Running Prettier in CI: A Reference Setup
A Prettier CI gate is one step that runs prettier --check . and fails the job on exit code 1.
This page ties the others together: the minimal, reliable way to enforce formatting in a pipeline without flaky failures.
What it does
A Prettier CI gate installs the pinned Prettier version, then runs prettier --check . against the repo. Exit 0 means everything is formatted and the job passes; exit 1 means at least one file differs and the job fails with "Code style issues found". It never writes files, so the checkout stays clean.
Common usage
# .github/workflows/format.yml
- uses: actions/setup-node@v4
with: { node-version: 20, cache: npm }
- run: npm ci
- run: npx prettier --check .Options
| Step | What it does |
|---|---|
| npm ci | Install the exact locked Prettier version |
| npx prettier --check . | Gate: exit 1 if any file is unformatted |
| --cache | Speed up warm runs (key cache on version) |
| --log-level warn | Reduce per-file noise in the log |
| --no-error-on-unmatched-pattern | Tolerate empty globs in some workspaces |
In CI
Pin the Prettier version and run npm ci so local and CI agree.
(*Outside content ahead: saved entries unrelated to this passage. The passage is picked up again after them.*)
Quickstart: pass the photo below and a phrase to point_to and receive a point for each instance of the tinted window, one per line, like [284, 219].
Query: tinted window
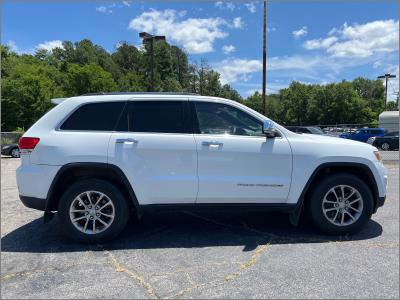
[216, 118]
[393, 134]
[303, 130]
[95, 116]
[153, 116]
Make the format check its own job or step so a failure is obvious and quick to fix with prettier --write . locally. Add --cache with a version-aware cache key for speed, and quote globs so the shell does not pre-expand them.
Common errors in CI
The expected failure is "[warn] Code style issues found in the above file(s). Run Prettier with --write to fix." and exit 1; tell contributors to run prettier --write . and recommit. "No matching files. Patterns: ..." exits 2 from an empty glob. A pass locally but failure in CI almost always means a version mismatch; pin it. Line-ending only diffs mean an endOfLine or .gitattributes issue.